Die Einrichtung ist einfach und völlig ausreichend. Strom gibt es morgens und abends für ein paar Stunden, es sei denn der Mann, der den Generator bewacht, hat am Vorabend zu lange gefeiert, dann gibt es vielleicht erst mittags oder gar keinen Strom. Und wenn Kolumbiens Fußballnationalmannschaft bereits am Nachmittag ein Testspiel absolviert, dann läuft der Generator auch schon um 15:00, damit sich das ganze Dorf um die Fernseher scharen und lauthals mitfiebern kann. (Beide Fälle hatten wir während unseres Aufenthalts erlebt und beides hat uns einfach nur erheitert.)

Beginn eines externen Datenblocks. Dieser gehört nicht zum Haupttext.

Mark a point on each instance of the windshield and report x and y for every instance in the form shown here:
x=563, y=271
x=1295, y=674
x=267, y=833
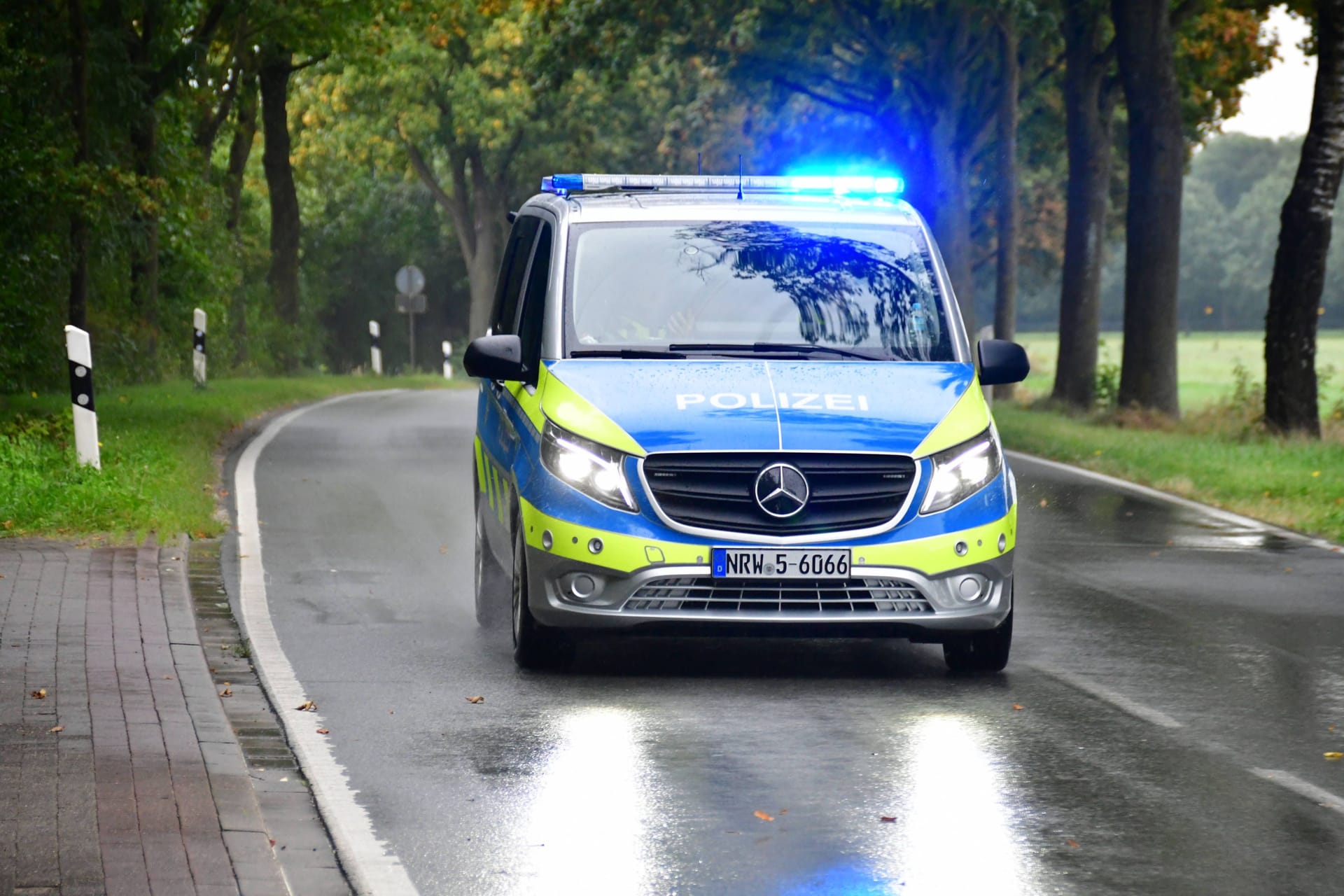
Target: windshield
x=834, y=290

An Internet war im Haus ohnehin nicht zu denken. Dafür musste man Richtung Fußballplatz laufen, der direkt neben der kleinen Schule und der noch kleineren Kirche liegt. Auf der anderen Seite des Platzes steht eine rote Telefonsäule. Dort gab es Internet. Manchmal.
Kurzum, das alles war einfach perfekt für unser Dschungelabenteuer!
Dorfleben
Bei einem ersten Rundgang durch San Martín lernten wir das Dorf ein bisschen näher kennen. Die Bewohner gehören dem Stamm der Tikuna an, sind also, auch wenn es zunächst nicht so aussieht, da viele von ihnen nicht anders gekleidet sind als die Menschen in der Stadt, Indigene Kolumbiens. Auch unsere Guides, die uns durch den Amazonas begleiteten, gehören dazu.
Beeindruckt hat mich vor allem das Miteinander der Menschen hier. Das Fußballfeld ist ein gutes Beispiel dafür. Nachmittags und abends ist das Feld fast ununterbrochen belegt. Es gab einen richtigen Plan, wer wann mit welcher Mannschaft spielen durfte. So war José beispielsweise jeden Tag von 16:00 bis 18:00 auf dem Platz. Und ein Großteil der restlichen Bewohner, jung und alt, trifft sich derweil hier zum Plaudern, Schauen und natürlich zum Surfen (die rote Telefonsäule, an der es den besten Internetempfang gibt, steht ja nebenan).
Auch sonst scheinen die Menschen ein tolles Gemeinschaftsgefühl zu haben. Die vielen Kinder spielen sowieso überall und in immer unterschiedlichen Gruppen. Und auch wir, die wir ganz klar als Ausländer zu identifizieren sind, wurden überall freundlich und mit einem Lächeln begrüßt.
Exkurs: Interessenskonflikte am Amazonas
Wie fast überall in Kolumbien gründet aber auch dieses scheinbar so einfache Leben auf einer sehr komplexen und widersprüchlichen Geschichte, die uns Heike am Abend versucht, näher zu bringen: Als Kolumbien diese Region in den frühen 1920er Jahren übernahm, ging das mit dem Versprechen einher, die Gegend zu entwickeln, also für Sicherheit und eine gewisse Infrastruktur zu sorgen. Das allerdings geht üblicherweise nur, wenn es vor Ort auch Menschen gibt und das war damals fast nicht mehr der Fall. Denn die von Europäern und anderen Neuankömmlingen mitgebrachten Krankheiten raffte fast die gesamte indigene Bevölkerung dahin.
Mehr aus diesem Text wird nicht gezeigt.